What is Exercise Intensity?

When you are exercising, the intensity of your workout correlates with how difficult it is for you. You can also see intensity in your breathing and heart rate, as well as how much you sweat and how tired your muscles are. The basic ways to measure intensity are:

Your Perception

Exercise intensity is subjective; it depends on how exerted you personally feel. This means that one exercise may feel more intense for one person than another. If you don’t run very often, for example, a three-mile jog is going to feel more intense to you than it would be to a marathon runner. If you feel in tune with your body, this is a perfectly fine way to measure intensity.

Your Heart Rate

For a more objective measure of exercise intensity, look to your heart rate. As a general rule, the higher your heart rate, the more intense a workout is. Research also shows that your perceived exertion also influences your heart rate; if you think you are working really hard, your heart rate will reflect that. If you would like to use heart rate to measure your exercise intensity, you might consider investing in a heart rate monitor or fitness watch.

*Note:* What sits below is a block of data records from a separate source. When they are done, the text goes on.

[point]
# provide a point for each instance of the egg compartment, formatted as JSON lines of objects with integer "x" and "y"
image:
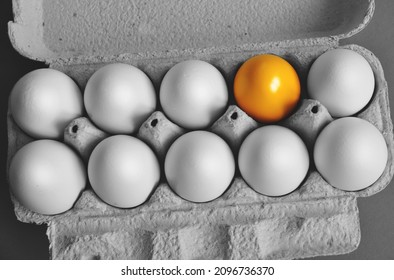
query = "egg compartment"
{"x": 316, "y": 219}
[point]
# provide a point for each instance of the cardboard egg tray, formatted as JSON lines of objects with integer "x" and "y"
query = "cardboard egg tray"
{"x": 316, "y": 219}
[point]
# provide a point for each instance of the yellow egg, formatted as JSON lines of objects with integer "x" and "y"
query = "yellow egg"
{"x": 47, "y": 176}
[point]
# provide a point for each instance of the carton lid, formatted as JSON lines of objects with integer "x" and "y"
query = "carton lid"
{"x": 50, "y": 30}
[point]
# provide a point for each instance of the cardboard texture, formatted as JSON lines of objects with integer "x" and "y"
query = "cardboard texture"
{"x": 316, "y": 219}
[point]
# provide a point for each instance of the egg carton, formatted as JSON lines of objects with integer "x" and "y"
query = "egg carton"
{"x": 316, "y": 219}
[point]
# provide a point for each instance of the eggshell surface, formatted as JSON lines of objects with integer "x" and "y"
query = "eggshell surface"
{"x": 123, "y": 171}
{"x": 199, "y": 166}
{"x": 44, "y": 101}
{"x": 273, "y": 160}
{"x": 342, "y": 80}
{"x": 47, "y": 176}
{"x": 119, "y": 97}
{"x": 193, "y": 94}
{"x": 350, "y": 153}
{"x": 267, "y": 88}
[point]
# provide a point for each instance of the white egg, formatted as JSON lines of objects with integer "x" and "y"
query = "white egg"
{"x": 350, "y": 153}
{"x": 193, "y": 94}
{"x": 47, "y": 176}
{"x": 44, "y": 102}
{"x": 273, "y": 160}
{"x": 342, "y": 80}
{"x": 119, "y": 98}
{"x": 123, "y": 171}
{"x": 199, "y": 166}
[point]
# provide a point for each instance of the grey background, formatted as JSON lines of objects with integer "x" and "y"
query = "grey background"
{"x": 27, "y": 241}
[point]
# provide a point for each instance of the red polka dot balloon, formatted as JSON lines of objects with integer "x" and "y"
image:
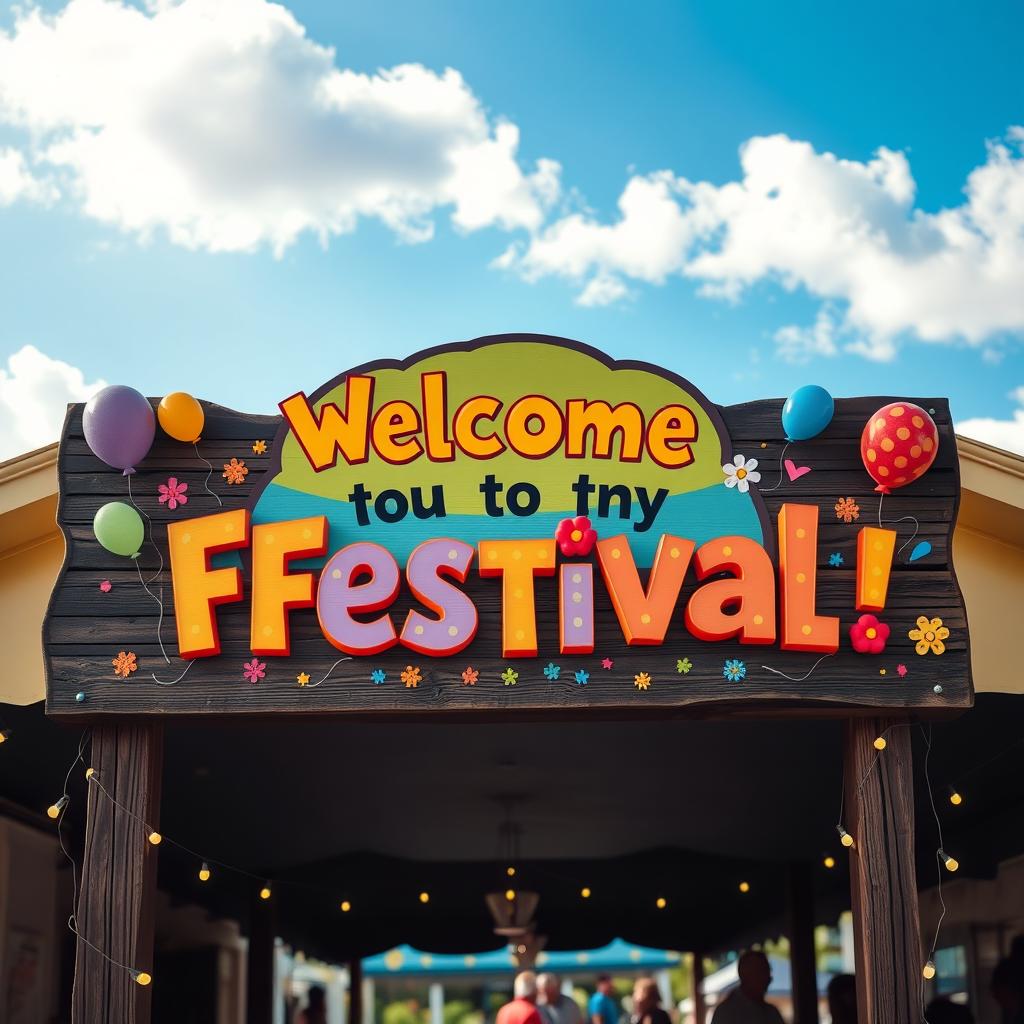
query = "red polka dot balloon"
{"x": 898, "y": 445}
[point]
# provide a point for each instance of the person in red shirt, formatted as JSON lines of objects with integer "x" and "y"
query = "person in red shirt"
{"x": 522, "y": 1009}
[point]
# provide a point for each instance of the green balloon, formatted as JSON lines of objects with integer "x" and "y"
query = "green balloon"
{"x": 119, "y": 528}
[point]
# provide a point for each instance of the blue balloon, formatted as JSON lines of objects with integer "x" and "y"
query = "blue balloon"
{"x": 807, "y": 412}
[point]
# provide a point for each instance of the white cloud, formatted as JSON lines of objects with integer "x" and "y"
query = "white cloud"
{"x": 846, "y": 231}
{"x": 1008, "y": 434}
{"x": 35, "y": 391}
{"x": 17, "y": 182}
{"x": 223, "y": 124}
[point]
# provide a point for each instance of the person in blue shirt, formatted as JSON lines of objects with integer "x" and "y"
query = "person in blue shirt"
{"x": 602, "y": 1008}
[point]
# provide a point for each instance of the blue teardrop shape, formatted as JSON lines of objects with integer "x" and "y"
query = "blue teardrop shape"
{"x": 921, "y": 549}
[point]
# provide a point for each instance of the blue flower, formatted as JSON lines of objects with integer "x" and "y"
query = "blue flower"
{"x": 734, "y": 671}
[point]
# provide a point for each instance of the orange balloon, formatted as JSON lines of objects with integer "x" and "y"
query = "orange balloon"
{"x": 181, "y": 417}
{"x": 898, "y": 444}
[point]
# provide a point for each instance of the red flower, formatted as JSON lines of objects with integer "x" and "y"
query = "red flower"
{"x": 868, "y": 636}
{"x": 576, "y": 537}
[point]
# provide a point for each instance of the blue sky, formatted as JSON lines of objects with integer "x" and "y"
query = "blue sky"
{"x": 100, "y": 268}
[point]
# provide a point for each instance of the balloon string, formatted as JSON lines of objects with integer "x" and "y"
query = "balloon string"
{"x": 892, "y": 522}
{"x": 156, "y": 547}
{"x": 781, "y": 470}
{"x": 310, "y": 686}
{"x": 208, "y": 475}
{"x": 171, "y": 682}
{"x": 795, "y": 679}
{"x": 160, "y": 604}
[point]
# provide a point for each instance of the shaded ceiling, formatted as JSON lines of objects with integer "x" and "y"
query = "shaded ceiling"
{"x": 374, "y": 813}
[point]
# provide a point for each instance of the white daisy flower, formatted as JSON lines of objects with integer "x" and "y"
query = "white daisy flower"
{"x": 740, "y": 473}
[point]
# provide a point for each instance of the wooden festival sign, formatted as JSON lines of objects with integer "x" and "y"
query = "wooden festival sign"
{"x": 515, "y": 524}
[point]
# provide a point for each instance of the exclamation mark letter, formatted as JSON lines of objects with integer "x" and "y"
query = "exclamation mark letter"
{"x": 875, "y": 559}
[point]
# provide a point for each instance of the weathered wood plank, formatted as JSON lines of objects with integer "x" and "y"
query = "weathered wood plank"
{"x": 119, "y": 877}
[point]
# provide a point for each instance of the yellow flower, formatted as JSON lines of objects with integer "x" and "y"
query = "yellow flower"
{"x": 929, "y": 634}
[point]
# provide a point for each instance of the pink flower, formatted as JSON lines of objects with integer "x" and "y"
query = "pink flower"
{"x": 254, "y": 671}
{"x": 173, "y": 494}
{"x": 576, "y": 537}
{"x": 868, "y": 636}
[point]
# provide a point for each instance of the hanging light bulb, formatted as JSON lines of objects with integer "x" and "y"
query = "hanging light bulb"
{"x": 54, "y": 810}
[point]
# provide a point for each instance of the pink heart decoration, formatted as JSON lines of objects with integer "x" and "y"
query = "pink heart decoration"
{"x": 794, "y": 471}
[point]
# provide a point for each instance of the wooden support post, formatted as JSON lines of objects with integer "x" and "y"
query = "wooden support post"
{"x": 260, "y": 968}
{"x": 118, "y": 886}
{"x": 803, "y": 965}
{"x": 355, "y": 990}
{"x": 879, "y": 812}
{"x": 696, "y": 982}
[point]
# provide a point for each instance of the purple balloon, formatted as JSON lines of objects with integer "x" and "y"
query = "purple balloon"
{"x": 119, "y": 426}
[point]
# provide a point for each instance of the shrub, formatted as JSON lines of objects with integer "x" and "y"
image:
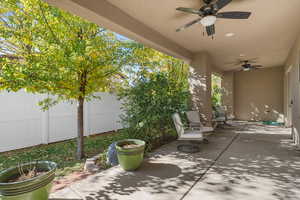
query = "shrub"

How to Gauge Intensity by How You Feel

There are certain signs you can look for to assess exercise intensity.

Moderate Exercise Intensity

As you may have gathered, moderate exercise intensity feels moderately difficult. Some indications that your exercise intensity is moderate are:

  • Quickened breath, though you aren’t out of breath
  • You are lightly sweating about ten minutes in
  • You can speak, but not sing

Vigorous Exercise Intensity

When the activity is vigorous, you feel challenged by it. Some indications of vigorous exercise intensity include:

  • Rapid and deep breathing
  • You sweat after only a couple of minutes
  • You can’t say more than a couple of words without pausing


It’s important to not push yourself too hard. If you are in pain, can’t work out as long as planned, or are too short of breath to speak, your exercise intensity is likely higher than it should be. You can gradually work yourself up to more intense exercise with time.

How to Gauge Intensity by Heart Rate

To gauge exercise intensity with heart rate, you first need to figure out your maximum heart rate. Your maximum heart rate is the limit of what your heart can handle during exercise, meaning the highest number of beats per minute it can handle. To calculate your maximum heart rate, subtract your age from 220. For example, if you are 25, you would subtract 25 from 220 for a maximum heart rate of 195.

Once you know your maximum heart rate, you can determine your target heart rate zone, which is the ideal level where your heart is being exercised, but not overworked. According to the American Heart Association, in general, your target heart rate should be 50 to 70 percent of your maximum heart rate for moderate exercise, and 70 to 85 percent of your maximum heart rate for vigorous exercise.